Tuesday, December 05, 2006

New park system in Brazil

The Brazilian State of Pará created nine new units of conservation in its densely forested and lightly populated north. Together, the new state and federal parks and “sustainable use” areas cover 16.4 million hectares, or an area larger than the State of Alabama or the United Kingdom. The Brazilian press notes that two of the motivating factors for the creation of the new parks are the hopes that they will prevent land invasions and frontier violence.

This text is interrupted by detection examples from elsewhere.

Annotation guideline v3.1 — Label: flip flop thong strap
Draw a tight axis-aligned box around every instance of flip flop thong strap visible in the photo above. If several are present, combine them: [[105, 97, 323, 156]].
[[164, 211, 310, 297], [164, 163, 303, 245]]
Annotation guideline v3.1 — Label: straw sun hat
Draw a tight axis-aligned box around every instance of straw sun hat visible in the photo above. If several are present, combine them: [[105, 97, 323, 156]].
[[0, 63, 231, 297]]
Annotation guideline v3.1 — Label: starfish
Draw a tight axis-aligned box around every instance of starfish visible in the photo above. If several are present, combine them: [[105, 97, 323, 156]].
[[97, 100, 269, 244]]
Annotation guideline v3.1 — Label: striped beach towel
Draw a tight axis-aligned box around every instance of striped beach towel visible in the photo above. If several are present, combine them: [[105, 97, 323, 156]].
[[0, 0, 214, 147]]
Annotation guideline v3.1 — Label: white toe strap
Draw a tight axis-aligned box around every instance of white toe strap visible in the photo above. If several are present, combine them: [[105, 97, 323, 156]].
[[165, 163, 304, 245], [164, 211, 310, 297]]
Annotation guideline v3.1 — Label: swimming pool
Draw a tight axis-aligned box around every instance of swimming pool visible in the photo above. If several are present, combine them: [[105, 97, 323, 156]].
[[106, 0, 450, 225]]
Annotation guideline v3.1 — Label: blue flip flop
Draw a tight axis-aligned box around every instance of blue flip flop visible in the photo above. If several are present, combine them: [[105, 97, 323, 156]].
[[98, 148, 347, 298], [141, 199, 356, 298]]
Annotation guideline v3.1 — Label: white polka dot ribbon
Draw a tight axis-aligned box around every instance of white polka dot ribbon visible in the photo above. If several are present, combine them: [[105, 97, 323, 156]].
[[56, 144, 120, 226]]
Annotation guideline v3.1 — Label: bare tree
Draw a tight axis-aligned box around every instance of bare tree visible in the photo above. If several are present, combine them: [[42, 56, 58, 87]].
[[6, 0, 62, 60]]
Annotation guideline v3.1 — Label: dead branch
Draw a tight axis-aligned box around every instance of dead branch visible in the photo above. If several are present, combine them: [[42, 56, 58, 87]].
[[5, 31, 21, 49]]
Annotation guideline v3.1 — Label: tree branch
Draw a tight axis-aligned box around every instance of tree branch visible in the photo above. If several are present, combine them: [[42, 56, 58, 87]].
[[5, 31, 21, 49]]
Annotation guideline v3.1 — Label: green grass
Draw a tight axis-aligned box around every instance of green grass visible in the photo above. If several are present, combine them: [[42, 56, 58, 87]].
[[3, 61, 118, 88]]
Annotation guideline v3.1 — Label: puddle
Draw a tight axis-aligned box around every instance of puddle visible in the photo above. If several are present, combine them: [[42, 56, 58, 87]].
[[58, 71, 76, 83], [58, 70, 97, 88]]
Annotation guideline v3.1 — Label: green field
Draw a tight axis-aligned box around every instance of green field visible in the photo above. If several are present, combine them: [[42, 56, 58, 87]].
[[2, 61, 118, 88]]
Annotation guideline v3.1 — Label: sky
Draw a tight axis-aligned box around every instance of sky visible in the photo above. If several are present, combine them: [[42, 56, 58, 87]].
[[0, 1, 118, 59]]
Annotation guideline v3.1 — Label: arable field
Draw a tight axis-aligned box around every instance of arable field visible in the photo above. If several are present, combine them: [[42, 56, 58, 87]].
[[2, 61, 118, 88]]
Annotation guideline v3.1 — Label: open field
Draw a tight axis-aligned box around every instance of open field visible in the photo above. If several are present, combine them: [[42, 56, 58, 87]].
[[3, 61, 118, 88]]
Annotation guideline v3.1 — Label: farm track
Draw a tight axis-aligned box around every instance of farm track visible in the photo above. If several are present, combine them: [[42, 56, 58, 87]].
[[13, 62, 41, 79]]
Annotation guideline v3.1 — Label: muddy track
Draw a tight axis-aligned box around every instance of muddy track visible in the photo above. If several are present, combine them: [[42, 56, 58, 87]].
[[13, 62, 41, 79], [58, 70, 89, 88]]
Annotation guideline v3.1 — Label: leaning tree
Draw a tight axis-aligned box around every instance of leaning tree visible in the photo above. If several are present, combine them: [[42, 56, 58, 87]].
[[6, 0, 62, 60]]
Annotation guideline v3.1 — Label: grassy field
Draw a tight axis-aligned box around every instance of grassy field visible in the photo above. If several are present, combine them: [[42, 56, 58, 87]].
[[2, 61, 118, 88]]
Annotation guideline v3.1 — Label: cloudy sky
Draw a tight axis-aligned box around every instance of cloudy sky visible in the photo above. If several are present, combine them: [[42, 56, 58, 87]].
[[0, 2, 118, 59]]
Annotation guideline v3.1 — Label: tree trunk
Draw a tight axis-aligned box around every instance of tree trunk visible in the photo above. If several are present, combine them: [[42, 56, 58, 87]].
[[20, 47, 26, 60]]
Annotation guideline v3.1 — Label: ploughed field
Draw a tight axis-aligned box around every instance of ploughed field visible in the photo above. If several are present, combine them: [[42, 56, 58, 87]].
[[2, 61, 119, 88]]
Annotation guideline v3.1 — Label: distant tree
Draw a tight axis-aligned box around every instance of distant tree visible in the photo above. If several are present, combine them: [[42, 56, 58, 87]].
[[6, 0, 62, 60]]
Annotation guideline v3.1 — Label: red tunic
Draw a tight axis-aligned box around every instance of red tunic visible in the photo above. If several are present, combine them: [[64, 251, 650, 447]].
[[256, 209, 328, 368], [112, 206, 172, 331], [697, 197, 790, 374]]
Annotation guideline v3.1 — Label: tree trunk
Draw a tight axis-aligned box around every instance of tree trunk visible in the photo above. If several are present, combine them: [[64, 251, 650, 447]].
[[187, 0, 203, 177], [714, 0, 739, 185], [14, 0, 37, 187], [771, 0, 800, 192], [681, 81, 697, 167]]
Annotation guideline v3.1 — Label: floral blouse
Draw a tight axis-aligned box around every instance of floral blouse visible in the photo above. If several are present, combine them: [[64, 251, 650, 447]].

The new areas form the largest connected system of protected tropical forest in the world. The biological connectivity is augmented by the adjacent legally distinct indigenous areas, shown in light brown.

Imazon, the NGO I worked at last fall in Belém, does a lot of satellite mapping of the Amazon and assisted in the delineation of the new parks.

The brunt of deforestation takes place in the southern Amazon, so unfortunately this development does little to address the problems of land invasions, cattle ranching, and soybean cultivation other than send a signal that conservation is important, too.

While I’m not naïve enough to think that paper protection = real protected area + happy people living there, this is definitely a start. You can’t work to save something that doesn’t exist.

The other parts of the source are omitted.